La provenienza del vino è tracciabile
Truffe sulla provenienza del vino addio: un sistema neozelandese consente di sapere se il vino proviene veramente dal vigneto dichiarato
di Donatella Cinelli Colombini
La cosa curiosa è che la scoperta viene dall’emisfero australe che non punta sull’origine per valorizzare i suoi vini. Lo dimostra la più prestigiosa cantina dell’isola dei canguri, Penfolds, il cui vino bandiera – Grange- è fatto con le uve di vigneti ogni anno diversi. Tutt’altra situazione in Borgogna dove, se mai si scoprisse, che il La Tâche non proviene dal mitico vigneto della Romanée-Conti, la reputazione, del più prestigioso Pinot Noir del mondo, crollerebbe per sempre.

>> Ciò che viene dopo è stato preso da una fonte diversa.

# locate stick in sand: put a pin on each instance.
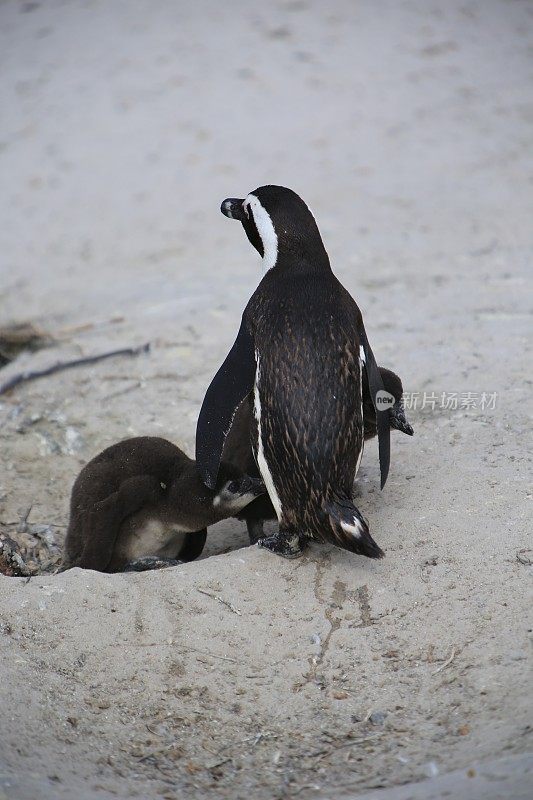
(24, 377)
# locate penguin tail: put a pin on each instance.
(350, 530)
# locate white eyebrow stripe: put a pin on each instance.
(265, 229)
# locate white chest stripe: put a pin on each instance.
(265, 229)
(261, 460)
(359, 457)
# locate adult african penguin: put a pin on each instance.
(238, 449)
(300, 354)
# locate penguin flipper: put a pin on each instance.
(375, 383)
(231, 385)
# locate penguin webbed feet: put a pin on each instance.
(287, 544)
(150, 562)
(398, 420)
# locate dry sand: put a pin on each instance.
(407, 126)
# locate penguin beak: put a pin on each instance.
(232, 208)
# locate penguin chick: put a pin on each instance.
(393, 386)
(133, 505)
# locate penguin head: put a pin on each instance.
(278, 224)
(235, 490)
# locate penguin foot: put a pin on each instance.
(398, 419)
(284, 543)
(255, 530)
(150, 562)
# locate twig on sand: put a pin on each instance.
(221, 600)
(446, 663)
(24, 377)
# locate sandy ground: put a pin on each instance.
(407, 126)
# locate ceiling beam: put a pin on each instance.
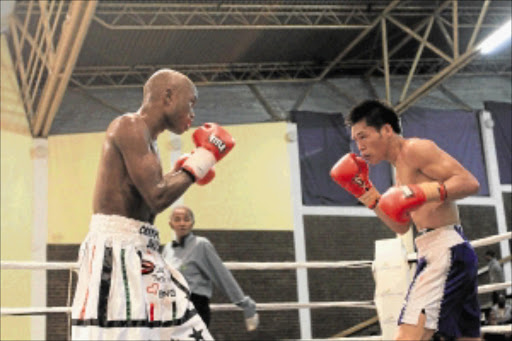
(444, 74)
(358, 39)
(74, 30)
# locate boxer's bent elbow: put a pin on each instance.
(159, 202)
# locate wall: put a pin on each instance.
(17, 199)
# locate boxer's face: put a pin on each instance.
(181, 222)
(370, 141)
(180, 115)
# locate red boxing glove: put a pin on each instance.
(398, 202)
(214, 138)
(213, 143)
(203, 181)
(351, 172)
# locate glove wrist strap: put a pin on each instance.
(434, 191)
(200, 162)
(370, 198)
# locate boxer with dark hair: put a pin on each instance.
(443, 294)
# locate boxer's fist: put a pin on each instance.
(203, 181)
(351, 172)
(213, 143)
(252, 319)
(213, 138)
(398, 202)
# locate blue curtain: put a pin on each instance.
(455, 131)
(501, 113)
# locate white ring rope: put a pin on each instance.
(267, 266)
(259, 306)
(214, 307)
(501, 329)
(11, 265)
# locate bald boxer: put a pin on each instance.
(443, 294)
(125, 290)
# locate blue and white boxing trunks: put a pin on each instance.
(445, 285)
(125, 289)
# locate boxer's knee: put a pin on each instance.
(414, 332)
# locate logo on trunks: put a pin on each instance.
(166, 293)
(153, 288)
(152, 244)
(221, 146)
(159, 276)
(147, 267)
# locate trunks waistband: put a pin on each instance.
(441, 237)
(105, 223)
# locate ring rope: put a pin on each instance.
(259, 306)
(499, 329)
(254, 265)
(214, 307)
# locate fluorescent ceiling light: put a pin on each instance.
(492, 42)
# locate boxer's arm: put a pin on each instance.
(395, 226)
(432, 161)
(159, 191)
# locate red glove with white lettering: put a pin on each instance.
(351, 172)
(213, 143)
(205, 180)
(398, 202)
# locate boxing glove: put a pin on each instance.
(351, 172)
(398, 202)
(213, 138)
(203, 181)
(252, 319)
(213, 143)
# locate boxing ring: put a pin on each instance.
(257, 266)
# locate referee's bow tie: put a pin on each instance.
(176, 244)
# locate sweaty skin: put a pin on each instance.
(417, 161)
(130, 181)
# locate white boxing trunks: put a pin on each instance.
(125, 289)
(445, 286)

LA TRACCIABILITA’ DEL VINO E’ IMPORTANTE PER CONTRASTARE LE FRODI
Quindi l’importanza della tracciabilità è diversa da produttore a produttore ma anche da Paese a Paese. In linea generale la scoperta è interessante e potrebbe essere utile a scovare quelli che Giacomo Tachis chiamava “mescolavino” cioè i furbetti della cisterna che fanno contraffazioni.
ORITAIN HA SCOPERTO COME GARANTIRE L’ORIGINE DI UN VINO
La ricerca parte dall’alleanza fra il piccolo produttore di vino Pyramid Valley di North Canterbury (NZ) e gli scienziati forensi della Oritain che usano gli stessi sistemi per accertarsi dell’origine di materie prime, come il cotone. Ovviamente nessuno ha mai cercato di falsificare il vino della Pyramid Valley ma il suo proprietario Steve Smith ha deciso di scommettere sulla garanzia della tracciabilità per farsi largo nel mercato. Ora le etichette delle sue bottiglie portano un logo e un codice QR che consente di tracciare il vino fino alla sua vigna di origine.
ANALIZZANDO SUOLO, UVE E VINO E’ POSSIBILE AVERE L’IMPRONTA DIGITALE LASCIATA DALLA VIGNA
Ma Stew Whitehead, Global Head of Food di Oritain, ha spiegato come si arriva a questo risultato. Prima di tutto vengono prelevati molto campioni dal terreno della vigna. La loro analisi, mediante spettrometria di massa a infrarossi, consente di individuare 42 dei 118 elementi che compongono la tavola periodica, in parti per milione e in parti per miliardo (antimonio, arsenico, alluminio, selenio/ e idrogeno e ossigeno e azoto e renio…). Poi vengono campionati uve e vino. Questo permette di avere una sorta di impronta digitale del vigneto che non si modifica con il lievito o con l’invecchiamento.
UN CERTIFICATO DI ORIGINE CHE POTREBBE CONTRASTARE ANCHE LE CONTRAFFAZIONI DEI VINI COSTOSISSIMI
Ovviamente da terreni diversi si ottengono impronte diverse per cui la tracciabilità funziona solo su piccoli appezzamenti con suoli molto omogenei, ma una volta fatta rimane la stessa per sempre e quindi basta replicarla in vari punti del vigneto per garantire i collezionisti di Petrus, La Tâche o altri vigneti da mito, che sono davvero in possesso delle bottiglie da essi ottenute. Un sistema anticontraffazione, dunque, che potrebbe essere molto utile per i marchi più falsificati ma ha un problema: serve un cucchiaino di vino per fare le analisi. E’ possibile estrarlo dalla bottiglia con un Coravin, ma comunque l’operazione riduce il contenuto del liquido. La ricerca va avanti e sembra davvero interessante anche per le DOCG-DOC italiane.